# John Prine cover...



## b-nads (Apr 9, 2010)

I recorded this cover of John Prine's "Long Monday" with my friend Bob Stagg helping out on the accordion. It was done at the request of my cousin, who wanted a backing sound for the Anniversary slide show she made for her parents. I was pretty happy with how my beat to shit Larrivee ended up sounding. Figured I post it and give the Soundcloud account a test-run at the same time. ;-)
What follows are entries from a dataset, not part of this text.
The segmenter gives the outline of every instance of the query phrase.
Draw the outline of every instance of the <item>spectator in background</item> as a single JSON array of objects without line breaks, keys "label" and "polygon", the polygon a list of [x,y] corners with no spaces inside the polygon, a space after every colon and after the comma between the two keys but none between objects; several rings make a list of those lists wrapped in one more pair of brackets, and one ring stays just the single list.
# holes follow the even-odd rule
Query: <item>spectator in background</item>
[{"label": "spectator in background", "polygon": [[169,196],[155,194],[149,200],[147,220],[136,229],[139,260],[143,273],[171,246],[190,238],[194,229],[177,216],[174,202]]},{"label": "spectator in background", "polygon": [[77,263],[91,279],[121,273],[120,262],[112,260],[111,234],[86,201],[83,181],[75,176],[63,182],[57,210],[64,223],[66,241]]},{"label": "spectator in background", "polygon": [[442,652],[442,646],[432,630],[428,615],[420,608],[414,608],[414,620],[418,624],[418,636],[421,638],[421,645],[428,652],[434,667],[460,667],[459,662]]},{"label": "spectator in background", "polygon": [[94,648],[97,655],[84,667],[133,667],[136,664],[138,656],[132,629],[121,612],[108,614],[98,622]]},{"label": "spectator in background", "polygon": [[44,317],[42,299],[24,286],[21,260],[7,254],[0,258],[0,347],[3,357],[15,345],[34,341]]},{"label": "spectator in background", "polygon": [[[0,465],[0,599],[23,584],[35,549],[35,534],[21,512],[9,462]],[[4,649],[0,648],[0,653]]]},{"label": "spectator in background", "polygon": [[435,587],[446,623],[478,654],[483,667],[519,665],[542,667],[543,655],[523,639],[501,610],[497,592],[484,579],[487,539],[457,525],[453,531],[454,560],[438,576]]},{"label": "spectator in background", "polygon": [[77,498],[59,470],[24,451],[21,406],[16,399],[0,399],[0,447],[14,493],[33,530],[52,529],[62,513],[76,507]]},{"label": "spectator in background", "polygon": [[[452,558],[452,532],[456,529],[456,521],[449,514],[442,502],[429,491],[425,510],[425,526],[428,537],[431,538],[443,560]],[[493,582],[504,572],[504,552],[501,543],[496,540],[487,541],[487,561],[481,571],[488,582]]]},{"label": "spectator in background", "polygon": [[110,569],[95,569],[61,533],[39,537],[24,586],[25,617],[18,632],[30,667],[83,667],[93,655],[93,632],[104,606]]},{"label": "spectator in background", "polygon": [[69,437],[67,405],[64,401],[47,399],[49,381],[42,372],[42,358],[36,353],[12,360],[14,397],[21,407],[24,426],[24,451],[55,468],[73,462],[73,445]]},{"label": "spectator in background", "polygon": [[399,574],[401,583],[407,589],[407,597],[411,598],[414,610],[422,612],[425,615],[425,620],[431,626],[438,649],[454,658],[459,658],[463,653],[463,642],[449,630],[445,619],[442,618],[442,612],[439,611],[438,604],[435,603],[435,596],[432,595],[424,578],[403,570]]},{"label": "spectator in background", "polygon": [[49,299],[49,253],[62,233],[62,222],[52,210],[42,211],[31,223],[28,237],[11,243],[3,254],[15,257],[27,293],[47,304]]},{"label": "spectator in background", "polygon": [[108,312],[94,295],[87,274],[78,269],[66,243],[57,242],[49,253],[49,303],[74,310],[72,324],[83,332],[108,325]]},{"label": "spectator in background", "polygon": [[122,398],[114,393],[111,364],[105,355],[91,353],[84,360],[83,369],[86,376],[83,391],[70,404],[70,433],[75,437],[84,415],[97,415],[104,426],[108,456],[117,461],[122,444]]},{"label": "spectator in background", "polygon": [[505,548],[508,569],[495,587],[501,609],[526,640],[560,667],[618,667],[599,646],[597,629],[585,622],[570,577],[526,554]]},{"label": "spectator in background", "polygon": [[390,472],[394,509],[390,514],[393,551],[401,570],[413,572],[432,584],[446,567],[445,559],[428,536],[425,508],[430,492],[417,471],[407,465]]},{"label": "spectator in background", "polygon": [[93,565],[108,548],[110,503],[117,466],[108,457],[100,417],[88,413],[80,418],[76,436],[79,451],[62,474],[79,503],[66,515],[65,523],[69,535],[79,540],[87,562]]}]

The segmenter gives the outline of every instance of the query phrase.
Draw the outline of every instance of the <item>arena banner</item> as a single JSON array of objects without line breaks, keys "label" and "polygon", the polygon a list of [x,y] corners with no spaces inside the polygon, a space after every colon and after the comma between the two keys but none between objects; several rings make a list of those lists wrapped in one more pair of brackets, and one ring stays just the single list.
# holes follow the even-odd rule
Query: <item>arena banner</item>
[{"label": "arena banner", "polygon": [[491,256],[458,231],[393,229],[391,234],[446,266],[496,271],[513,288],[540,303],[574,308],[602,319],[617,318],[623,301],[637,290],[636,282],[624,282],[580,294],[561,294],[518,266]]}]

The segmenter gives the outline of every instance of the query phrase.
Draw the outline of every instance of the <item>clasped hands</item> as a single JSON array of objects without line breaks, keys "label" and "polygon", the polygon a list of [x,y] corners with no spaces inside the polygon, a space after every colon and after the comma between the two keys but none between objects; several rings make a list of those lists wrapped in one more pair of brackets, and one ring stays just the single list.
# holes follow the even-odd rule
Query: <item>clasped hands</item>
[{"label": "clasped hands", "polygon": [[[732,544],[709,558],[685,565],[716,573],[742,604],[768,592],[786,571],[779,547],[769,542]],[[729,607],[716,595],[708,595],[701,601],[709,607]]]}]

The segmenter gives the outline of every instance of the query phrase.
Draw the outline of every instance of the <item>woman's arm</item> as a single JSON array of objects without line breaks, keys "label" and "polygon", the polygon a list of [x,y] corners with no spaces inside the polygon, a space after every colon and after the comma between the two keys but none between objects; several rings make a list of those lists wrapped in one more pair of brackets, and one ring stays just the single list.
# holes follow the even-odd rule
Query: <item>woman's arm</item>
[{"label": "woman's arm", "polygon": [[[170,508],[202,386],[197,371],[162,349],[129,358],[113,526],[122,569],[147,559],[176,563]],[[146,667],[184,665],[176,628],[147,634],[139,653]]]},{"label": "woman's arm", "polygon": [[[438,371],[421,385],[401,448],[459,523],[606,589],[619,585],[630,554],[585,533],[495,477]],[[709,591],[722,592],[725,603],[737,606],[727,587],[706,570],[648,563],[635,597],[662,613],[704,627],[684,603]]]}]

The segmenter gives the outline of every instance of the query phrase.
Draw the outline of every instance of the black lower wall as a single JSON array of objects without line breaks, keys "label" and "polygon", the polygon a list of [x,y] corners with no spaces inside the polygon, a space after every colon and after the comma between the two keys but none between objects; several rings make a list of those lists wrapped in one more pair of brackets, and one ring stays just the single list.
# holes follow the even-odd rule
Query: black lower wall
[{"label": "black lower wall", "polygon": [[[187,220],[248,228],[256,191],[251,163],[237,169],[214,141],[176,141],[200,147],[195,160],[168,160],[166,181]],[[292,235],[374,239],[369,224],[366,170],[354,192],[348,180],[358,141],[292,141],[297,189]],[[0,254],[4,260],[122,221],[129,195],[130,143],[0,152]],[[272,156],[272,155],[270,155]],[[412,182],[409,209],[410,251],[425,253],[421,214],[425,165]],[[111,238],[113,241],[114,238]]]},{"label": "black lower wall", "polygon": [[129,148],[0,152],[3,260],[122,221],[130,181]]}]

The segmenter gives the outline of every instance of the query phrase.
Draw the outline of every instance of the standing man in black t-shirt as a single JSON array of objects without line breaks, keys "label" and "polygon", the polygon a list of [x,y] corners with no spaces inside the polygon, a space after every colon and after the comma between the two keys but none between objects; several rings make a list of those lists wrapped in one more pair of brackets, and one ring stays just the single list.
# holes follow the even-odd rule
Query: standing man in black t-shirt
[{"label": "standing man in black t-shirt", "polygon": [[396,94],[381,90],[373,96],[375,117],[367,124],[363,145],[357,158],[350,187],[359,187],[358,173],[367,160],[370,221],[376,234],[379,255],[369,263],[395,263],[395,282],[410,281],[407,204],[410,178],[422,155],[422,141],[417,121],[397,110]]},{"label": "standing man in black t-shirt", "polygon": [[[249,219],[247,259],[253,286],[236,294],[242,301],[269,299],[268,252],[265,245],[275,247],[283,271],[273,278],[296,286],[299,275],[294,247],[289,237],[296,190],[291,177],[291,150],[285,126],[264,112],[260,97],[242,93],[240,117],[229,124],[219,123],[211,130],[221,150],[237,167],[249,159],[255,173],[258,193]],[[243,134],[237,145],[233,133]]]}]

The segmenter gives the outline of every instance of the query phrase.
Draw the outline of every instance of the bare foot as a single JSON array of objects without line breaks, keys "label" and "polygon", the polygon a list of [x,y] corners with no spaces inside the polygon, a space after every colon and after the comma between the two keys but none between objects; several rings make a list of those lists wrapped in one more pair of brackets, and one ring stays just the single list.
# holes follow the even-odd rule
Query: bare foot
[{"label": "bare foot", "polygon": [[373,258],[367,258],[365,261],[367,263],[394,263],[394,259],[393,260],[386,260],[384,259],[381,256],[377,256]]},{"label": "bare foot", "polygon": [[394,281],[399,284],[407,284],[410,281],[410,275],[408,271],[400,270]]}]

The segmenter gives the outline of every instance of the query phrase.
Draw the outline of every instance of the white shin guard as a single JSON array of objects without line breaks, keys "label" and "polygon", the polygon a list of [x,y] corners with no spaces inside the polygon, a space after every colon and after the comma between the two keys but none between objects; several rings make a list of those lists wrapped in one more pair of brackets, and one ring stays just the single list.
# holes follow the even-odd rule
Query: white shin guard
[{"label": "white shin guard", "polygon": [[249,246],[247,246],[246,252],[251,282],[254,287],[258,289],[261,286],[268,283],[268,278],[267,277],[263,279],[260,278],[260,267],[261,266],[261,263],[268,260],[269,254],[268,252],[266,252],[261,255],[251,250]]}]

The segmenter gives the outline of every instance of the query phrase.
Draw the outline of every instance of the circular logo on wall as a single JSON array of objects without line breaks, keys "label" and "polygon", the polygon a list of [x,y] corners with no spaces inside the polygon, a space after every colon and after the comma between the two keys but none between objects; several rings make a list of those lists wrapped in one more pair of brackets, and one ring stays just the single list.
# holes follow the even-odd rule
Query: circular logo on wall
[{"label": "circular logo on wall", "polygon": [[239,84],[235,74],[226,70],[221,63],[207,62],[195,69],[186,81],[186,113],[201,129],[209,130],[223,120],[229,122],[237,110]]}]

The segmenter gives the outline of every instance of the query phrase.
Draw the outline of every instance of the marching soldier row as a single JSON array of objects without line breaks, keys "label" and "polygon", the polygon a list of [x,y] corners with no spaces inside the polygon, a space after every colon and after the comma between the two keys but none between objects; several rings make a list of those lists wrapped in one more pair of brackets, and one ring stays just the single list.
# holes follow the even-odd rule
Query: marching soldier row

https://soundcloud.com/user-981883998-857219485/long-monday


----------



## shoretyus (Jan 6, 2007)

Awesomeness


----------



## Guest (Aug 22, 2015)

The production sounded very professional.
Love your voice.


----------



## GTmaker (Apr 24, 2006)

very very nice...
G.


----------



## b-nads (Apr 9, 2010)

Thanks, guys.


----------



## davetcan (Feb 27, 2006)

Really good, 2 thumbs up!


----------



## fredyfreeloader (Dec 11, 2010)

Congrats, very nicely done, I will make mention of the vocals which to me were very professional, great voice, love the country sound. Overall production was excellent.


----------



## b-nads (Apr 9, 2010)

I got some high praise today - Mr. Prine, or whom ever runs his Facebook page, hit like on it ;-)


----------



## Swervin55 (Oct 30, 2009)

The praise was well deserved. Excellent on all counts.


----------